As is true for many species, maintaining and restoring habitat connectivity is absolutely critical to their survival. Even in places such as the Great Northern Forests, the landscape is being developed at an ever increasing rate. In Vermont, for example, we lose an area equivalent to the size of the entire city of Burlington every ten years to development, and that development is spread out across the entire state. As that happens, not only is wildlife habitat shrinking, but patches of good habitat are getting farther away from each other making it more and more challenging for wildlife species such as Boreal Chorus Frogs to maintain viable populations or recolonize lost territory after a disturbance.
While the Boreal Chorus Frog was the first amphibian in Vermont presumed extirpated, others are in decline. Mink Frogs, for example, are widespread in the northeast part of the state, but the edge of their range appears to be receding to the north and in many of the old Mink Frog border towns the species has not been documented in over 25 years. Even common species are at risk. Eastern Newts, which are ubiquitous across much of the landscape, are considered highly susceptible to population collapse if an amphibian pathogen commonly referred to as Bd (Batrachochytrium dendrobatidis) arrives, and experts on the subject consider the arrival of Bd to be a matter of when, not if.

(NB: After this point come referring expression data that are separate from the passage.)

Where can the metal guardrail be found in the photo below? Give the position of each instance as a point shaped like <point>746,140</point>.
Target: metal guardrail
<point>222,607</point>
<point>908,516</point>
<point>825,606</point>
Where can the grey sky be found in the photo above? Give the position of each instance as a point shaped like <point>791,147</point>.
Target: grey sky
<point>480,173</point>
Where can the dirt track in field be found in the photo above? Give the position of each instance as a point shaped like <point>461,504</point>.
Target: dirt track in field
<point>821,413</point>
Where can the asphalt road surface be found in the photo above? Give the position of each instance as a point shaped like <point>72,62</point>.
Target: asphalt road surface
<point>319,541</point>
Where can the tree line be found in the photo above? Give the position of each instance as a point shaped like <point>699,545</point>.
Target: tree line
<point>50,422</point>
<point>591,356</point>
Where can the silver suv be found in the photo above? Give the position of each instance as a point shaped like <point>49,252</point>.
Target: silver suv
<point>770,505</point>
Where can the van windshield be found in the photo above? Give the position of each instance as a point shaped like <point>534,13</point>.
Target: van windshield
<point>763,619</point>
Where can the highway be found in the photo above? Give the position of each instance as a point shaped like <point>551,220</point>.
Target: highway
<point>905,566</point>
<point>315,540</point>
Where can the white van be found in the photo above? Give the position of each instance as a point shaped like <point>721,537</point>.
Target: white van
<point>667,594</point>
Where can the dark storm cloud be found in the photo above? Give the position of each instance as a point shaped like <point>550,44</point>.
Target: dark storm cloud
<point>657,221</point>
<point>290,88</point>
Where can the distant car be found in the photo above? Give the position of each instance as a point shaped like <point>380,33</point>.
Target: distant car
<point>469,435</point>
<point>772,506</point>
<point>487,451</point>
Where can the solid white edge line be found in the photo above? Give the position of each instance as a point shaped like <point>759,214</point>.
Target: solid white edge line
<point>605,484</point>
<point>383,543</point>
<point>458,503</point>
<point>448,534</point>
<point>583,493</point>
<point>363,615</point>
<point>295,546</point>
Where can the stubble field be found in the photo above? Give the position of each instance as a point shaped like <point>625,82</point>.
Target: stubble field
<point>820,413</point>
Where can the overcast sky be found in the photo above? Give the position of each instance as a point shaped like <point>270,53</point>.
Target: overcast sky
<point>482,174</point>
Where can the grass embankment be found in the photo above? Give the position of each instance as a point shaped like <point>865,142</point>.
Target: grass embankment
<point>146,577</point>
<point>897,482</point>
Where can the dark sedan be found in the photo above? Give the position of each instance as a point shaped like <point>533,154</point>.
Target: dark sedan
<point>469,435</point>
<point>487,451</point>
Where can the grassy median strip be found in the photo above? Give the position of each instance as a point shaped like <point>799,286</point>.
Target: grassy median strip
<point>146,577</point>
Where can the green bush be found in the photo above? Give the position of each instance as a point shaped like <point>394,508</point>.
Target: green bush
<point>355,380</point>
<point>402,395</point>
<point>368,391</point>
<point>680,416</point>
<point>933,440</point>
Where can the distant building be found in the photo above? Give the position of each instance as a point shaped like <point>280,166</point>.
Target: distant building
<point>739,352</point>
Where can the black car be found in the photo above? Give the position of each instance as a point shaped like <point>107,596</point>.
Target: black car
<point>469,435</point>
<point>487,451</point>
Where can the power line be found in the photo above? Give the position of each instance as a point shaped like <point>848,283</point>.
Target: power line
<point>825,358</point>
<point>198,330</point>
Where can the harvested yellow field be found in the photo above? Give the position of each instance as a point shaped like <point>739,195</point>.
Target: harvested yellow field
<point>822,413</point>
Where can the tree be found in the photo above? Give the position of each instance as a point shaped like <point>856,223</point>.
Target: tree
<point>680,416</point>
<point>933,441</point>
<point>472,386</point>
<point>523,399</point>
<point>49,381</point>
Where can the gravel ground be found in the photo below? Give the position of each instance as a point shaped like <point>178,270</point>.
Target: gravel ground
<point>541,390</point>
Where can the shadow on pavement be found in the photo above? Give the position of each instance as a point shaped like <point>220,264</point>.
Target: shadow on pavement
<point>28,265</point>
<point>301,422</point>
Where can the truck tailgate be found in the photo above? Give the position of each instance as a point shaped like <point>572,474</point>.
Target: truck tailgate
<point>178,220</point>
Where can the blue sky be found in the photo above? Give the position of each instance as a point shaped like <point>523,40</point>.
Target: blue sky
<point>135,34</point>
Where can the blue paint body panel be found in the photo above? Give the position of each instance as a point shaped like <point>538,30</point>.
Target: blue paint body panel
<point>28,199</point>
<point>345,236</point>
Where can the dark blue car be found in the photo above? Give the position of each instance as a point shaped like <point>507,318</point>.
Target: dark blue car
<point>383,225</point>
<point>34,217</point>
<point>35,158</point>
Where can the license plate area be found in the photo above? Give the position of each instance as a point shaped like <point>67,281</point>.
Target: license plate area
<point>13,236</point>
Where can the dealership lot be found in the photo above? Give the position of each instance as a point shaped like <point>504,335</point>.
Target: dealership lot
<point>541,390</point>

While most people might not have noticed the disappearance of the chorus frog, losing something like the Eastern Newt (who’s bright orange juveniles known as “red efts” are an iconic character in the northern hardwood forests) would certainly turn some heads. The problems facing many amphibians are common among other wildlife species, and habitat fragmentation is a problem on a global scale. Targeted conservation and habitat restoration can do a lot to help maintain connectivity across the landscape, which is why we at the Orianne Society utilize a landscape-focused approach to conservation. In our Great Northern Forests Initiative, we have chosen the Wood Turtle as our flagship species, around which we focus our conservation efforts, but it’s not just about Wood Turtles. Protecting and restoring habitat connectivity within high priority Wood Turtle areas doesn’t just help one species, but all of the reptiles, amphibians, and countless non-herp species they share the landscape. Efforts such as these help ensure the species we still have stand much better chances of remaining a part of the ecosystem for a long time to come.